Wine does not quench your thirst. Beer does. I realize beer dehydrates you, but it still quenches your thirst. I don’t like drinking water (which is a completely different rant), so if I’m going to order a drink, I’d like it to be one that actually does what a drink is supposed to do. If I order a glass of wine, I need an additional something to drink, which is even more expensive (but hopefully the second drink will come in a full glass).
Beer has bubbles and wine (with the exception of sparkling wine) does not. Bubbles make everything better. Point: beer.
But recently I’ve been wishing I knew how to appreciate wine, so my friend Julia and I took a wine class yesterday. The class is called “Wine 101: Head First into Wine” and was taught at The Wine Cellar. We found out about it through Groupon and ended up getting a sweet deal.
There were about 16 people in the class, and at the beginning the instructor told us that he encouraged audience participation. He had a basket full of wine corks.
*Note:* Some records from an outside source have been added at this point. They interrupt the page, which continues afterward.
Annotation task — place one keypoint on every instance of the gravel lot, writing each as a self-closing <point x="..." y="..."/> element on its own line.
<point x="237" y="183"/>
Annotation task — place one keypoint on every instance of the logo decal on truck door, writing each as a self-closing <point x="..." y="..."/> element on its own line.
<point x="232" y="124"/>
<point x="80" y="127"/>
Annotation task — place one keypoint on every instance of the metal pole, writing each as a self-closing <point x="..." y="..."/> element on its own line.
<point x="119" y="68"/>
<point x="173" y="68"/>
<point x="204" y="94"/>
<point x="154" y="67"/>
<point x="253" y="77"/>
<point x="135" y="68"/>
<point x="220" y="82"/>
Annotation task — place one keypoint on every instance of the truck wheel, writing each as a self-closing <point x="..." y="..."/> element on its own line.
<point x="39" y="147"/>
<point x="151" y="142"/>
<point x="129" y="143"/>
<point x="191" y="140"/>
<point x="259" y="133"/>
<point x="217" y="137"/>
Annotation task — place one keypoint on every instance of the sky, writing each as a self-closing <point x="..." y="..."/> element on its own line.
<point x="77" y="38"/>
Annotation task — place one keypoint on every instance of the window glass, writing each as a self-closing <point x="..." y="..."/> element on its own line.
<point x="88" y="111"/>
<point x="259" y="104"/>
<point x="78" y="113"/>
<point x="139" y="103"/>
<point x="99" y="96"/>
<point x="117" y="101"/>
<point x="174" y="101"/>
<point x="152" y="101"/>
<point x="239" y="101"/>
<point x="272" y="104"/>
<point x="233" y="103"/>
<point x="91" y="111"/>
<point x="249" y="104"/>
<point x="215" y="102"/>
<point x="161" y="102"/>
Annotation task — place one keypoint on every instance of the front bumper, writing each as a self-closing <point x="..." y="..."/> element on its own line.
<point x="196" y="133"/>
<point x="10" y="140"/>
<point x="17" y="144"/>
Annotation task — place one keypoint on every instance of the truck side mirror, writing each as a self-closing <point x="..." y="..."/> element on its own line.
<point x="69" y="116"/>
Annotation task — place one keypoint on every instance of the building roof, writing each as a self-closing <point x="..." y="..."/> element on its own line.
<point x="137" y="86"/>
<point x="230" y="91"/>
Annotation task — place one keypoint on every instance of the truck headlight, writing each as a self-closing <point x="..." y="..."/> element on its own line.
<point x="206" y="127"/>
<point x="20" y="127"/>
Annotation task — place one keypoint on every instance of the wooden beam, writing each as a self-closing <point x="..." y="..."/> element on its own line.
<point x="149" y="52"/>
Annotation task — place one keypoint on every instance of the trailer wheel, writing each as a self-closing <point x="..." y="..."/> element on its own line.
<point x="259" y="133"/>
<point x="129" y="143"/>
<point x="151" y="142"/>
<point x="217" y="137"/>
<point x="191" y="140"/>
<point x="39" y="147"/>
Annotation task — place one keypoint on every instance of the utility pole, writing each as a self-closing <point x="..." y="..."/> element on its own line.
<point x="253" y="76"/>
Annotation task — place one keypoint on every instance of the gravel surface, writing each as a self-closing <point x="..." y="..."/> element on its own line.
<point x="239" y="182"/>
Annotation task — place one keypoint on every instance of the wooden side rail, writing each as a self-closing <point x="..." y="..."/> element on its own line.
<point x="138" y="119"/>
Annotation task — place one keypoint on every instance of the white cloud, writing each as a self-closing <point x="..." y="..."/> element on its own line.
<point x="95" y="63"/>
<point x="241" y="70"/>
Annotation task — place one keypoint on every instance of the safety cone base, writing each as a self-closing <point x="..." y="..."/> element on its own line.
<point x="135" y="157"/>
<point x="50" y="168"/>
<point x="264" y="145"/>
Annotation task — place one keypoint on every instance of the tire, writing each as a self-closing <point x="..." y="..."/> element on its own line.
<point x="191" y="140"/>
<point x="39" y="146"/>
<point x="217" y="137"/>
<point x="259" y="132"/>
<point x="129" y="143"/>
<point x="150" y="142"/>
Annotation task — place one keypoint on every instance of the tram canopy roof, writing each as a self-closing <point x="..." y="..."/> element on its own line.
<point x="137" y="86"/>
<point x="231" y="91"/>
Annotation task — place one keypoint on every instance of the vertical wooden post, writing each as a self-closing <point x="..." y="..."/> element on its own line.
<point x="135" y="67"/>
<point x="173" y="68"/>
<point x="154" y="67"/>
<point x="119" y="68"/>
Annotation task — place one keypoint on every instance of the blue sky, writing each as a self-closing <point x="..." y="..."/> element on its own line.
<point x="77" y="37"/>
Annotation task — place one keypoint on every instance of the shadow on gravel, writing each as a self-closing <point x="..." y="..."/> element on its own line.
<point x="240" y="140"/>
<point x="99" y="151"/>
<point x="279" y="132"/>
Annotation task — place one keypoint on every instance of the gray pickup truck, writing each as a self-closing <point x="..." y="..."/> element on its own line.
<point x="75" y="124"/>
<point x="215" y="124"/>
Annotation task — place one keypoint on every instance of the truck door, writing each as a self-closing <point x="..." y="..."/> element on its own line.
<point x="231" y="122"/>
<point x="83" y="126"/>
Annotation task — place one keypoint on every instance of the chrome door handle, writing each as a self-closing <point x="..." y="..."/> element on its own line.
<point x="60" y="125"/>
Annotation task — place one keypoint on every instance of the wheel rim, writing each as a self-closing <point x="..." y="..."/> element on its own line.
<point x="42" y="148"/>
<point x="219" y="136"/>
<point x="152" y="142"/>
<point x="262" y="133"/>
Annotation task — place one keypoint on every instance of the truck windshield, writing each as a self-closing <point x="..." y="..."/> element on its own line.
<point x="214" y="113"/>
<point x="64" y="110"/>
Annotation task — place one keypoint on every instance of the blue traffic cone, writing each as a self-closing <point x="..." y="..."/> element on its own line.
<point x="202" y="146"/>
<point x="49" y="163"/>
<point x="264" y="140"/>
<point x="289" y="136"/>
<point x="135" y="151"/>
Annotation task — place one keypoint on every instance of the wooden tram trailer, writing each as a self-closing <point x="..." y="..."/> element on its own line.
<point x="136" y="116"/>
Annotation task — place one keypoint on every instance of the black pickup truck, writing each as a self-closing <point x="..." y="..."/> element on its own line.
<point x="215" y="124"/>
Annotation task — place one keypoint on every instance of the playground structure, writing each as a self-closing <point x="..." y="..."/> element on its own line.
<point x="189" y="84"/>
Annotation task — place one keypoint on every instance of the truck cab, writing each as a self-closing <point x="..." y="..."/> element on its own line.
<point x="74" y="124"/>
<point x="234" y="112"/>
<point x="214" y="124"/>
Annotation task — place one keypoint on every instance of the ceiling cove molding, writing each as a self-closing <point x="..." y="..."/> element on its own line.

Whenever someone in the class asked a legitimate, wine-related question, he would give them a cork. At the end of the class, the person with the most corks got a $10 certificate for the wine shop. I didn’t realize it at the time, but to Julia (my mild-mannered, incredibly sweet, gentle and somewhat shy friend) the gauntlet had been thrown.
While Julia asked lots of very good questions and collected her corks, I learned the following things, among others:
- what decanting wine does, and why you do it. I also learned that only red wine is decanted.
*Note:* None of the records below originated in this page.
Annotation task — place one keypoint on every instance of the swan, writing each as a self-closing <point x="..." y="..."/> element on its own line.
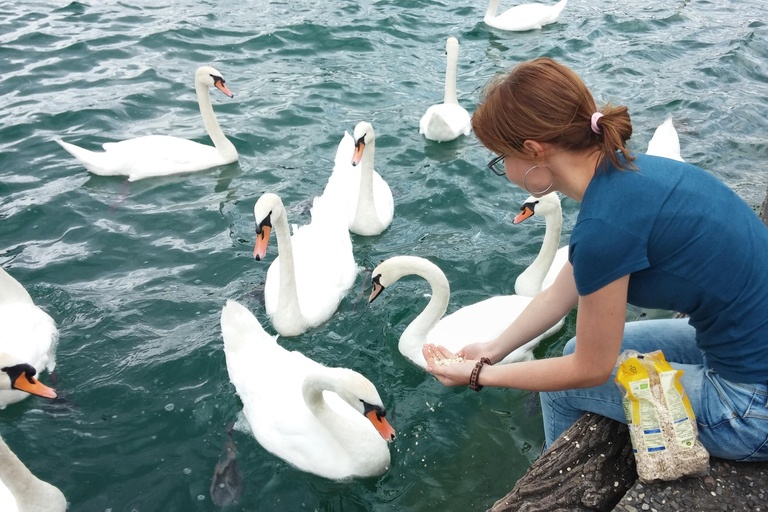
<point x="161" y="155"/>
<point x="314" y="269"/>
<point x="326" y="421"/>
<point x="28" y="333"/>
<point x="448" y="120"/>
<point x="475" y="323"/>
<point x="367" y="196"/>
<point x="542" y="272"/>
<point x="523" y="17"/>
<point x="665" y="142"/>
<point x="21" y="491"/>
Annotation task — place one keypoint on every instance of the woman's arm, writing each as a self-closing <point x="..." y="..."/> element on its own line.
<point x="599" y="331"/>
<point x="544" y="311"/>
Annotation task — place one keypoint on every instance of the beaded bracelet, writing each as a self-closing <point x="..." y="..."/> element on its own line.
<point x="473" y="385"/>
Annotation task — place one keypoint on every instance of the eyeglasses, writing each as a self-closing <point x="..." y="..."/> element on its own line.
<point x="497" y="165"/>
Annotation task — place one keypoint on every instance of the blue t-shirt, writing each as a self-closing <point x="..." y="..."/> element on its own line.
<point x="690" y="244"/>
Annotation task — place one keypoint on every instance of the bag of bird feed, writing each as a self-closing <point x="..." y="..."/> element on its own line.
<point x="662" y="426"/>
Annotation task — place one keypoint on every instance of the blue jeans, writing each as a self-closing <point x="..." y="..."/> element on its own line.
<point x="732" y="417"/>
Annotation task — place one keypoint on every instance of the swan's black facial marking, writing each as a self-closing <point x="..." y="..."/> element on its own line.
<point x="266" y="222"/>
<point x="531" y="205"/>
<point x="15" y="371"/>
<point x="377" y="288"/>
<point x="380" y="411"/>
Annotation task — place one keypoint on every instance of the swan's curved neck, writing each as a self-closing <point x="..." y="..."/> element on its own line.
<point x="529" y="282"/>
<point x="491" y="12"/>
<point x="222" y="143"/>
<point x="450" y="76"/>
<point x="288" y="297"/>
<point x="345" y="432"/>
<point x="415" y="335"/>
<point x="366" y="214"/>
<point x="30" y="492"/>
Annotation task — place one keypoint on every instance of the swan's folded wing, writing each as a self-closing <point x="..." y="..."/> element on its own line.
<point x="477" y="323"/>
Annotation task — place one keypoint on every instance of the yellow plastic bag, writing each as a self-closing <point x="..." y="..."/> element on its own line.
<point x="662" y="426"/>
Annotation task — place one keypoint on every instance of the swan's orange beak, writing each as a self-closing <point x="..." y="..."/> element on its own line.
<point x="524" y="214"/>
<point x="358" y="154"/>
<point x="223" y="88"/>
<point x="33" y="386"/>
<point x="262" y="241"/>
<point x="382" y="425"/>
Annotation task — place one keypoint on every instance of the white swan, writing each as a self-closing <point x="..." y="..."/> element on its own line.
<point x="367" y="196"/>
<point x="665" y="142"/>
<point x="448" y="120"/>
<point x="542" y="272"/>
<point x="523" y="17"/>
<point x="476" y="323"/>
<point x="314" y="269"/>
<point x="327" y="421"/>
<point x="21" y="491"/>
<point x="161" y="155"/>
<point x="28" y="333"/>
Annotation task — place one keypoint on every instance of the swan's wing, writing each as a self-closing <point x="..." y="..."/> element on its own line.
<point x="477" y="323"/>
<point x="561" y="258"/>
<point x="527" y="16"/>
<point x="665" y="142"/>
<point x="12" y="291"/>
<point x="445" y="122"/>
<point x="325" y="267"/>
<point x="158" y="155"/>
<point x="383" y="200"/>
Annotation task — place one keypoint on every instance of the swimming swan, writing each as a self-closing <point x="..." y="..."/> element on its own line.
<point x="21" y="491"/>
<point x="161" y="155"/>
<point x="367" y="196"/>
<point x="475" y="323"/>
<point x="314" y="269"/>
<point x="523" y="17"/>
<point x="28" y="333"/>
<point x="665" y="142"/>
<point x="542" y="272"/>
<point x="448" y="120"/>
<point x="326" y="421"/>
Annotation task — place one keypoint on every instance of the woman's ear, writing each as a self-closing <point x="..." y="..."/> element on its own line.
<point x="534" y="149"/>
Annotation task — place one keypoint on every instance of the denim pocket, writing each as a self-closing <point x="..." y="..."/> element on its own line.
<point x="733" y="422"/>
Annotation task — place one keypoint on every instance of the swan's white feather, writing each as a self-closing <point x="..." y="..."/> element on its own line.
<point x="445" y="122"/>
<point x="324" y="267"/>
<point x="375" y="213"/>
<point x="28" y="333"/>
<point x="269" y="381"/>
<point x="162" y="155"/>
<point x="523" y="17"/>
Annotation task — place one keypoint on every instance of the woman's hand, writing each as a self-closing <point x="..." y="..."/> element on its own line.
<point x="476" y="351"/>
<point x="448" y="373"/>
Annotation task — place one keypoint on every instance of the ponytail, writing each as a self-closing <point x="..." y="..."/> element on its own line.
<point x="545" y="101"/>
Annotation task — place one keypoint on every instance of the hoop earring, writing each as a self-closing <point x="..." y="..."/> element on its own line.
<point x="541" y="193"/>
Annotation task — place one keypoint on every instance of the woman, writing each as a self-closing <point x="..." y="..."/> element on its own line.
<point x="652" y="232"/>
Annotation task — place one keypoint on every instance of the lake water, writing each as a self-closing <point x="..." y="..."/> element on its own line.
<point x="135" y="274"/>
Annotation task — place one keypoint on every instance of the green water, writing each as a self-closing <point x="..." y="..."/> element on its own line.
<point x="135" y="275"/>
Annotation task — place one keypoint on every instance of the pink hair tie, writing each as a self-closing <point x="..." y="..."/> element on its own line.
<point x="595" y="117"/>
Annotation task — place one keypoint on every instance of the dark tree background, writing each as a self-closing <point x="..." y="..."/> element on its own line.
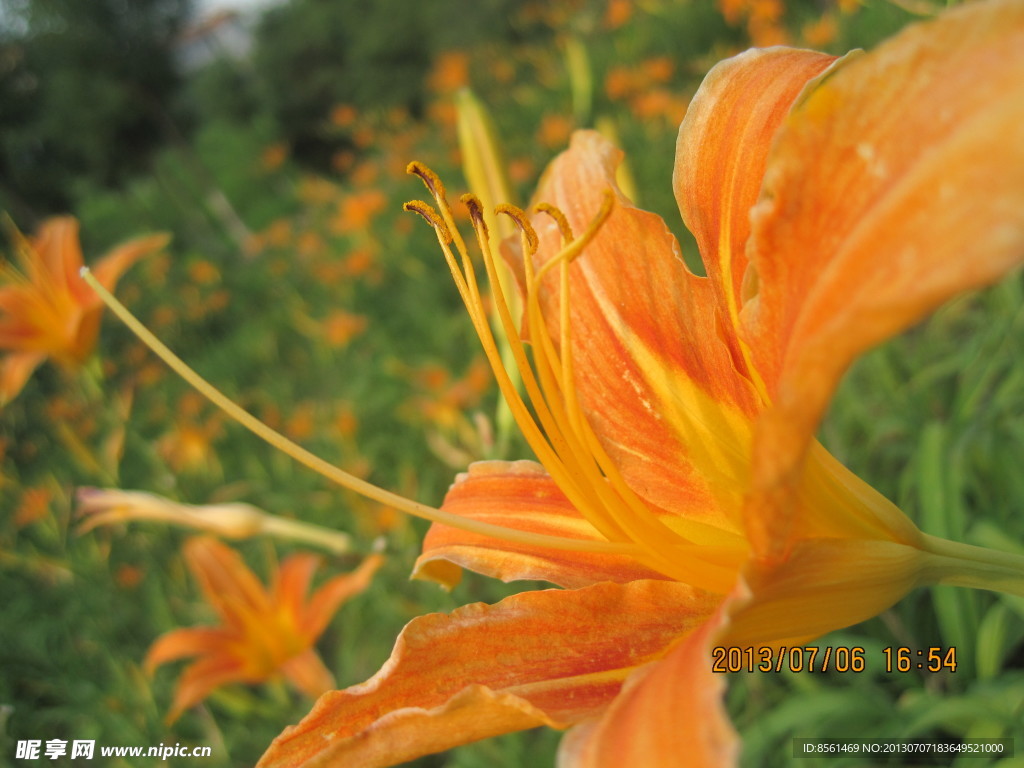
<point x="86" y="90"/>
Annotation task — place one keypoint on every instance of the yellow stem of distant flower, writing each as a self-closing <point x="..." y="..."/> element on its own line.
<point x="328" y="470"/>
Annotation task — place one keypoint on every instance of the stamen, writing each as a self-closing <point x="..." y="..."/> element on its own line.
<point x="328" y="470"/>
<point x="431" y="179"/>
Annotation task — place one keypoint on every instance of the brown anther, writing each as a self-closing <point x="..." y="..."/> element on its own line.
<point x="518" y="216"/>
<point x="431" y="179"/>
<point x="560" y="220"/>
<point x="430" y="216"/>
<point x="475" y="208"/>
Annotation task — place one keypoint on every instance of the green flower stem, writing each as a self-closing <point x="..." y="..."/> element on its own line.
<point x="306" y="532"/>
<point x="960" y="564"/>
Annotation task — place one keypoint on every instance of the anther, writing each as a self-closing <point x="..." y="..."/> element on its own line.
<point x="430" y="216"/>
<point x="518" y="216"/>
<point x="560" y="220"/>
<point x="431" y="179"/>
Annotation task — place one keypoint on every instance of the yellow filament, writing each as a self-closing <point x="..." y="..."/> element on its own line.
<point x="566" y="446"/>
<point x="328" y="470"/>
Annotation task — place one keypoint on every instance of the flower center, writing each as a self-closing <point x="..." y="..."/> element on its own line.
<point x="556" y="427"/>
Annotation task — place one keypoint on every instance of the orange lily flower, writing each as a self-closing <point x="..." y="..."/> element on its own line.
<point x="835" y="204"/>
<point x="46" y="309"/>
<point x="264" y="634"/>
- what tannens are. And what to do (decant!) when a wine tastes too tannic.
- (thanks to one of Julia’s questions!) what “legs” are. Also: our instructor told us that people who discuss the legs of wine are similar to people who use acronyms excessively – they just want to sound like they know what they’re talking about. But in reality, the information is useless.
- if you open a bottle of wine and leave it open overnight, it’s like aging it 5 years. If you leave it open another day, that’s like 10 years. If you leave it open overnight a third time, it’s disgusting.
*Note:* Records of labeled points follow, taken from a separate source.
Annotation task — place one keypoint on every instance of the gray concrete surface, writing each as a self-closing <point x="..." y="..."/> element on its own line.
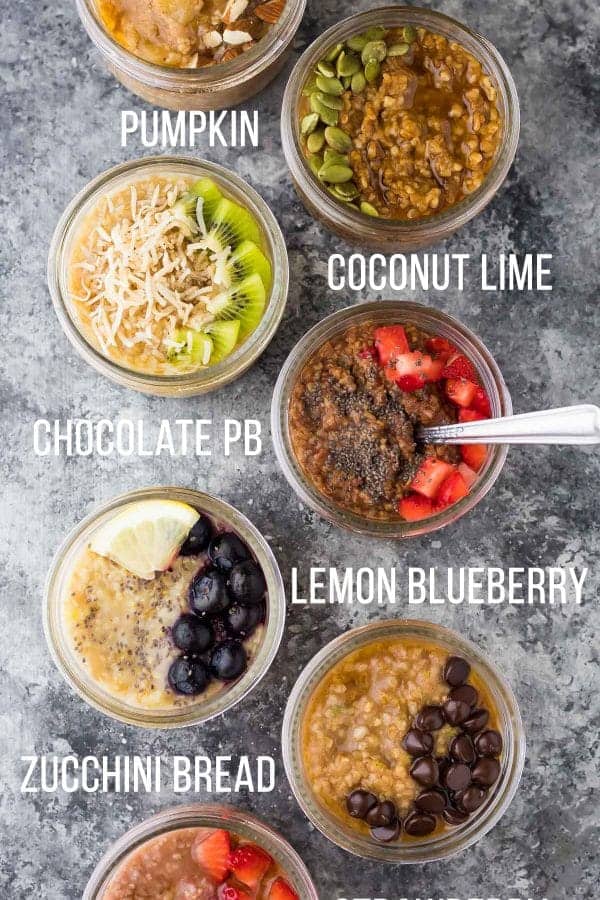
<point x="60" y="126"/>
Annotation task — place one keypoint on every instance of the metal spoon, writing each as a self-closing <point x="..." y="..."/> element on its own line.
<point x="566" y="425"/>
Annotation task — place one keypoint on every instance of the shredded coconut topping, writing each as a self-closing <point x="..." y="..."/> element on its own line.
<point x="140" y="272"/>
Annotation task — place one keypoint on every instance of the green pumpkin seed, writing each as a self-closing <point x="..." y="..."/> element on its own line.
<point x="376" y="32"/>
<point x="329" y="100"/>
<point x="330" y="85"/>
<point x="334" y="53"/>
<point x="338" y="139"/>
<point x="357" y="42"/>
<point x="326" y="68"/>
<point x="368" y="210"/>
<point x="332" y="156"/>
<point x="315" y="162"/>
<point x="310" y="86"/>
<point x="327" y="114"/>
<point x="374" y="50"/>
<point x="358" y="83"/>
<point x="347" y="64"/>
<point x="309" y="123"/>
<point x="315" y="141"/>
<point x="372" y="70"/>
<point x="398" y="49"/>
<point x="346" y="191"/>
<point x="334" y="173"/>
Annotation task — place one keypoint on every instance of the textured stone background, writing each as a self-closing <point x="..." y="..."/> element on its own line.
<point x="60" y="124"/>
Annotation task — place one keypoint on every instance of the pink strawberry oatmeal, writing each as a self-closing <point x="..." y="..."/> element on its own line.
<point x="353" y="415"/>
<point x="199" y="864"/>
- wine was originally supposed to be consumed alongside food to enhance the taste. However, Americans have begun drinking it like a cocktail, so much heavier, full-bodied wines have become popular.
- wine from a specific region tends to go very well with the food from that region.
- why 3-buck Chuck is so cheap. Basically, if there was such thing as “Big Lots” in the wine industry, it’d be called Charles Shaw.
- many more interesting things that I can’t think of at the moment.
Also, I had wine I liked! And it wasn’t too expensive, either! He told us the prices of all the wines we tried and they were all relatively inexpensive. At the end of the 90-minute class, Julia had 8 corks in front of her. One of her questions was so good that a fellow student lobbied for her to get two corks for that question. Needless to say, she won the competition and took home a great Tempranillo that we tasted for $2 out-of-pocket. She graciously offered to share it with me.
So, wine may still not compare to beer in the areas of quantity, thirst and bubbles; but I have learned to enjoy it and learned enough about it that I won’t be totally embarrassed when Galen and I go wine tasting. I kind of wish I could go back to France and tell my host parents that I’m not as much of an American idiot as they thought I was!